Mario Urrutia, 6-5, 232, seventh round out of Louisville.



The question may not be if he makes the practice squad, but if he ends up there as a tight end. Sheppard knows Urrutia's size is working against him because very few guys this big make it at NFL wideout.

"When you watched him as a sophomore, you thought he was going to be a (top) guy," Sheppard said. "We're interested in seeing him return to that form as opposed to his junior year (in '07). Many times when there is a coaching change there is an adjustment and I think he was used little bit differently by the new staff."

Under Bobby Petrino in '06, Urrutia nearly had 1,000 yards on 58 catches. After the coaching change and a turf toe problem cost him two games last season, he dipped to just 35 catches. It's going to come down to one thing with his size, long arms, and strength.

"It's a speed and quickness game now," Sheppard says. "The question is going to be if he can do that every time."


Maurice Purify, 6-3, 224, free agent rookie out of Nebraska signed after a tryout.

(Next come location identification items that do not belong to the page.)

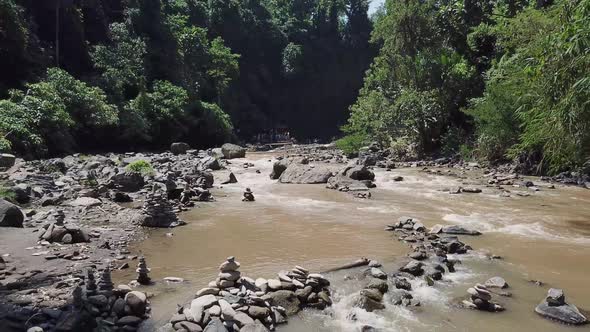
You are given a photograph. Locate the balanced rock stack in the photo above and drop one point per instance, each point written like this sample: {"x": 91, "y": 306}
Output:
{"x": 555, "y": 307}
{"x": 228, "y": 273}
{"x": 234, "y": 302}
{"x": 481, "y": 299}
{"x": 59, "y": 232}
{"x": 157, "y": 212}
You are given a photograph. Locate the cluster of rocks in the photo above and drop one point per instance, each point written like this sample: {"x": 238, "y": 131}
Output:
{"x": 158, "y": 212}
{"x": 234, "y": 302}
{"x": 62, "y": 233}
{"x": 555, "y": 307}
{"x": 414, "y": 232}
{"x": 91, "y": 306}
{"x": 481, "y": 299}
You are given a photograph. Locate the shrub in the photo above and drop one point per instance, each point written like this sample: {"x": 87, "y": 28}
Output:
{"x": 141, "y": 166}
{"x": 351, "y": 144}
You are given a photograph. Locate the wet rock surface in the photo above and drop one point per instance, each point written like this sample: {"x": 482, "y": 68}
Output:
{"x": 234, "y": 302}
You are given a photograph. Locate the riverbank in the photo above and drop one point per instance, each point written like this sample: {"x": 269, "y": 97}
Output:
{"x": 309, "y": 225}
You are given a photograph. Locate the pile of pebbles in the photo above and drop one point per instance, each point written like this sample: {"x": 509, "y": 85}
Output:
{"x": 233, "y": 302}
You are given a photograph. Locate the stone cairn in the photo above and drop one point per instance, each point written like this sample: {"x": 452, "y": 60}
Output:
{"x": 248, "y": 196}
{"x": 142, "y": 272}
{"x": 104, "y": 308}
{"x": 90, "y": 282}
{"x": 481, "y": 299}
{"x": 57, "y": 231}
{"x": 158, "y": 212}
{"x": 233, "y": 302}
{"x": 105, "y": 284}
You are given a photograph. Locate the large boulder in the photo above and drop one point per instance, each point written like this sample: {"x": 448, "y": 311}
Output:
{"x": 231, "y": 151}
{"x": 128, "y": 181}
{"x": 555, "y": 307}
{"x": 179, "y": 148}
{"x": 306, "y": 174}
{"x": 7, "y": 160}
{"x": 278, "y": 168}
{"x": 10, "y": 215}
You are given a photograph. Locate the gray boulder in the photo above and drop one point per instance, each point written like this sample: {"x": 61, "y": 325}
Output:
{"x": 10, "y": 215}
{"x": 286, "y": 299}
{"x": 179, "y": 148}
{"x": 459, "y": 230}
{"x": 278, "y": 168}
{"x": 306, "y": 174}
{"x": 231, "y": 151}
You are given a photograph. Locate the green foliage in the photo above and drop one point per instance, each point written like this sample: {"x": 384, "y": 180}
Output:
{"x": 537, "y": 97}
{"x": 141, "y": 166}
{"x": 121, "y": 63}
{"x": 351, "y": 144}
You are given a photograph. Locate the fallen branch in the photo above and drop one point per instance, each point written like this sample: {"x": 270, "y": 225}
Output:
{"x": 361, "y": 262}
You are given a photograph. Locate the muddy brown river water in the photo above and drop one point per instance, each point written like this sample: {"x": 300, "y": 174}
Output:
{"x": 545, "y": 236}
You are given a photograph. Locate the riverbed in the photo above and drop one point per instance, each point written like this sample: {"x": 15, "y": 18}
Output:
{"x": 543, "y": 236}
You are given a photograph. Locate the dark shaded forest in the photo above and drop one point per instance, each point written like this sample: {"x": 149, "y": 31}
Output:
{"x": 101, "y": 74}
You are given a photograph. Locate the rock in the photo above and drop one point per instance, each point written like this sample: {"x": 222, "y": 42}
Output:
{"x": 211, "y": 163}
{"x": 207, "y": 291}
{"x": 129, "y": 320}
{"x": 215, "y": 325}
{"x": 10, "y": 215}
{"x": 496, "y": 282}
{"x": 306, "y": 174}
{"x": 402, "y": 283}
{"x": 278, "y": 168}
{"x": 566, "y": 313}
{"x": 414, "y": 268}
{"x": 367, "y": 303}
{"x": 85, "y": 202}
{"x": 231, "y": 151}
{"x": 378, "y": 273}
{"x": 373, "y": 294}
{"x": 459, "y": 230}
{"x": 227, "y": 312}
{"x": 199, "y": 305}
{"x": 555, "y": 297}
{"x": 380, "y": 285}
{"x": 256, "y": 327}
{"x": 229, "y": 265}
{"x": 258, "y": 312}
{"x": 286, "y": 299}
{"x": 7, "y": 160}
{"x": 231, "y": 178}
{"x": 188, "y": 327}
{"x": 137, "y": 302}
{"x": 243, "y": 319}
{"x": 179, "y": 148}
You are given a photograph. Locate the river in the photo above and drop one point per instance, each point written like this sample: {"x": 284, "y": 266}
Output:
{"x": 545, "y": 236}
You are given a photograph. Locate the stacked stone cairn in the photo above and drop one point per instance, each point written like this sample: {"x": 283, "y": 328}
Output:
{"x": 234, "y": 302}
{"x": 58, "y": 232}
{"x": 248, "y": 196}
{"x": 158, "y": 212}
{"x": 481, "y": 299}
{"x": 142, "y": 272}
{"x": 103, "y": 308}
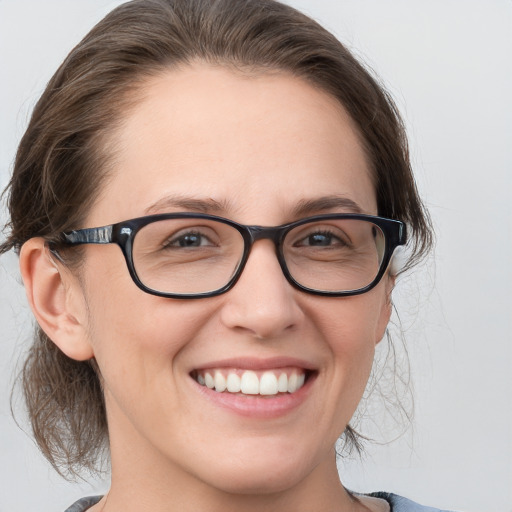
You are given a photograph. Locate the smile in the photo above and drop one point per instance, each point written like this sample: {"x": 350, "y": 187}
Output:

Sheppard has pulled no punches with Purify or the other receivers. He says one of the major points he has written on his board is "No Problems," a not so veiled reference to the character issue, and he's made the point that Purify very well could have been more than a late round pick/free agent if not for an assault and DUI charge in two separate incidents in May and June of 2007.



That said, Sheppard has spent a lot of time with Purify and talking to people in his past. He has phoned what he calls two "foundations" of his youth in Eureka, Calif., his head coach and a school administrator, and talked to head coach Marvin Lewis after Lewis spent a lot of time in conference with him at the rookie camp.

"It wasn't 10 bad decisions. It was a couple of bad decisions," Sheppard said. "He impressed us when he was here in presenting himself and our organization thought there was value in giving him a chance to try it and see how it pans out."

There's no question about Purify's talent. It was clear during the rookie camp, where he was one of the best players on the field. Sheppard says he has "some little guy skills" with his quickness and burst, and his physical play, red-zone success, and hands make his speed even more dangerous. In his last two seasons he averaged 18.5 and then 14.2 yards per catch.


Clyde Logan, 6-3, 202, free agent rookie out of Idaho State signed after a tryout; Travis Brown, 6-3, 202, rookie free agent out of New Mexico picked up on waivers from Seattle.

Two guys from stops on Lewis' climb up the coaching ladder. At 26, Logan gets his shot after quite a climb himself with four years in the Marines and a junior college stint. He caught everything in his tryout during rookie camp.

Brown caught more than 140 balls for the Lobos in his last two seasons and never missed a game in four years because of injury. He likes to block and can do some damage after the catch with a 13.5-yard average in '06 and '07. One knock is that he fumbled three times in a bowl game his junior year. But Sheppard, a former head coach at New Mexico, says the Bengals talked about drafting Brown as early as the sixth round before Seattle picked him.


Eight players for two spots, right? After Johnson, Houshmandzadeh, Simpson and Caldwell, who makes it?

Chatman, the only punt returner to speak of, has to be favored to be the fifth guy and the last receiver active on game days. Holt would seem to be the leading candidate to be the sixth and last wideout. With Caldwell able to return kicks, would that make Holt inactive on Gameday?

Or would the Bengals give that spot to a younger guy with more upside? But wouldn't it be hard to discard Holt's knowledge of all three spots and his kick return ability? Would they make Simpson inactive for the first couple of games as he transitions?

A lot of time (nine more voluntary sessions, a mandatory minicamp, about 30 training camp practices and four preseason games) before Cutdown Day.